May Day, Historical Demands

Under this lens, I feel we should work on numerous fronts and through numerous ways to change society to be more inclusive, just and equitable. As we know, institutions will not accomodate progressive demands (the unsurvivable minimum wage is maintained, costs are going up, hydro has raised its rates in this winter country, evictions have resumed, tiny pandemic wage increases are long gone, public sanitation and hygiene appear haphazard and determined by market force)s.  The poor and working sectors are crammed onto unaffordable petrie dishes with haphazard service, ie, public transportation. Where is the pressure on municipal, provincial and federal governments? Why were we locked down in March for 2 months, with 1/3rd of the current covid19 cases, but now are laissez-faire, willing to make Darwin’s theory a eugenicist accelerationist’s wet dream?

Sudarshan Reuben Durayappiah, Facebook

This is the state of affairs to which we will return under the business as usual model touted by Wall street and Biden/ Harris. How ironic that Trump’s initial run was characterized by a wall, but it is the wall of money that was behind Obama and is now deployed by his Democratic successor Biden, that may be the end of Trump. 
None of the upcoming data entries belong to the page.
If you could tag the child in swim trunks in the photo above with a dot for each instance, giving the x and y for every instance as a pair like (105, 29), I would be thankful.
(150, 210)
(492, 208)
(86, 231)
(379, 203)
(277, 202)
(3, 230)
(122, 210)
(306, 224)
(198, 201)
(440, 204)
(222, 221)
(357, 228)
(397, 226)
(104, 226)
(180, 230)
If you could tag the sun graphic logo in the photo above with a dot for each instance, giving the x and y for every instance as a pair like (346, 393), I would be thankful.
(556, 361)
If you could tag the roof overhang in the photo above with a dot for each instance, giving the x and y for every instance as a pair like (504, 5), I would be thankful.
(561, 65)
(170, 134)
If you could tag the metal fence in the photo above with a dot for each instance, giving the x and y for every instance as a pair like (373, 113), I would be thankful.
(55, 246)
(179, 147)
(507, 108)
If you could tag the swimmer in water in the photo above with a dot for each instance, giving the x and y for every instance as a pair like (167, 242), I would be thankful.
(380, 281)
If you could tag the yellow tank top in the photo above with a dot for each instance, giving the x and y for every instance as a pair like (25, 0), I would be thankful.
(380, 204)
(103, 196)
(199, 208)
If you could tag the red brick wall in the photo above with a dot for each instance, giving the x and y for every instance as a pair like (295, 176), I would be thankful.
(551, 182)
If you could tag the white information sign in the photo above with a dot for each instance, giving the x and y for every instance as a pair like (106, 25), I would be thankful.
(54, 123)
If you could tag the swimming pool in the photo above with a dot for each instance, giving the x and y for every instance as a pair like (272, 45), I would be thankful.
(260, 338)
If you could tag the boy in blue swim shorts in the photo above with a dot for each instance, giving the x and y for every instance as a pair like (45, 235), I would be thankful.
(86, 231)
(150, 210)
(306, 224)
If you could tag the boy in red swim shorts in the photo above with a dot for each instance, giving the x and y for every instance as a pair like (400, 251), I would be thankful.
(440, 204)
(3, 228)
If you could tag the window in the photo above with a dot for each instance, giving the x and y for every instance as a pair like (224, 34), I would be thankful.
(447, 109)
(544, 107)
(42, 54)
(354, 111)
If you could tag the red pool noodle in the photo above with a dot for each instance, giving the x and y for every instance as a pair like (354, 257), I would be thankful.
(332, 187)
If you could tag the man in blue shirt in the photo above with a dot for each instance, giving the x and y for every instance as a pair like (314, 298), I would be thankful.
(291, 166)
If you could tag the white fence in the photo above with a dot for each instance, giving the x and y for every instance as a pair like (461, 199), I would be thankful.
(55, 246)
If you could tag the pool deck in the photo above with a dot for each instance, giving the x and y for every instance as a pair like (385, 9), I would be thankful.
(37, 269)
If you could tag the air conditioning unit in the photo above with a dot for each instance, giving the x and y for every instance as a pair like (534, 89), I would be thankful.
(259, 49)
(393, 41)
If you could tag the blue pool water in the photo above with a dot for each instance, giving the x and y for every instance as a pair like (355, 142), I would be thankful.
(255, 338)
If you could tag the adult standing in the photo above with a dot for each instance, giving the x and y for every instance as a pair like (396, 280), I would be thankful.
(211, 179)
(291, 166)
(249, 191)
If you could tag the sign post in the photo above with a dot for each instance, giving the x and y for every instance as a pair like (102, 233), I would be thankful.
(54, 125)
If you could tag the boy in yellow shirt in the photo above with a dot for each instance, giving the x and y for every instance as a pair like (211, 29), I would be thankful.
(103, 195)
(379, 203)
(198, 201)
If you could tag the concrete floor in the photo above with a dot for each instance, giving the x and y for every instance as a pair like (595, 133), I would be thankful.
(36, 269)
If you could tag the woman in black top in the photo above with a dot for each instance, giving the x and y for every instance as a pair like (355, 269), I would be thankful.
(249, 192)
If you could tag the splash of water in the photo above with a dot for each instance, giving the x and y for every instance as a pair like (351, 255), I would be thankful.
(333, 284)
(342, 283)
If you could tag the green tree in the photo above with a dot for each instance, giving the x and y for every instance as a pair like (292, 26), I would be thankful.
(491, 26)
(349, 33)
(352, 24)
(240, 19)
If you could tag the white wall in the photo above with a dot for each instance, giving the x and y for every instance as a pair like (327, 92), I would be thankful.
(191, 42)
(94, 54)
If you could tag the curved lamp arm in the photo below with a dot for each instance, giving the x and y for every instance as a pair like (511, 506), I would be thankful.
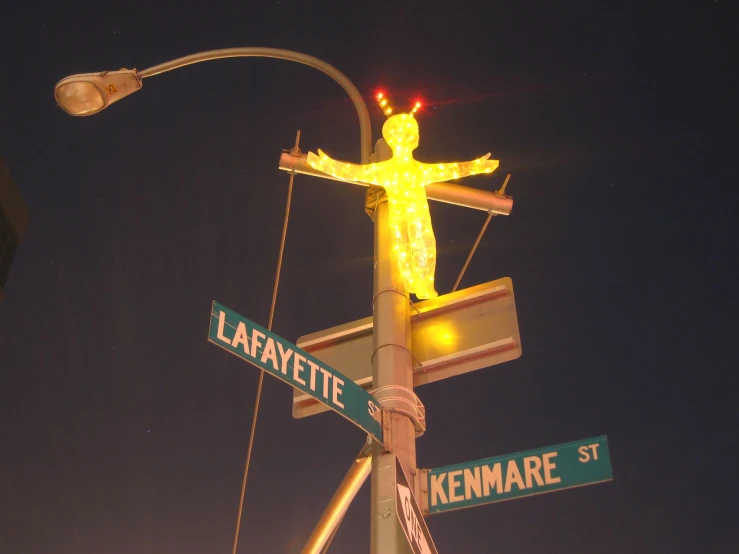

Of course, fascism is another thing altogether. The freeing of socially temporarily unacceptable ideas regarding race, gender, sexuality, eugenics, and social engineering– guns, pandemics, starvation, trigger happy racist policing, the expansion of self-defence laws in states such as Florida, the immense wealth of private prisons and the exponential growth of Amazon, Walmart,  Facebook, What’sApp, Instagram, etc. is a cash and data grab of immense proportions. The looters of this virus are not the poor, nor the small business sector, but the mega-rich. These ultra-affluent bastards have set the tone and the stage for the rest of us. 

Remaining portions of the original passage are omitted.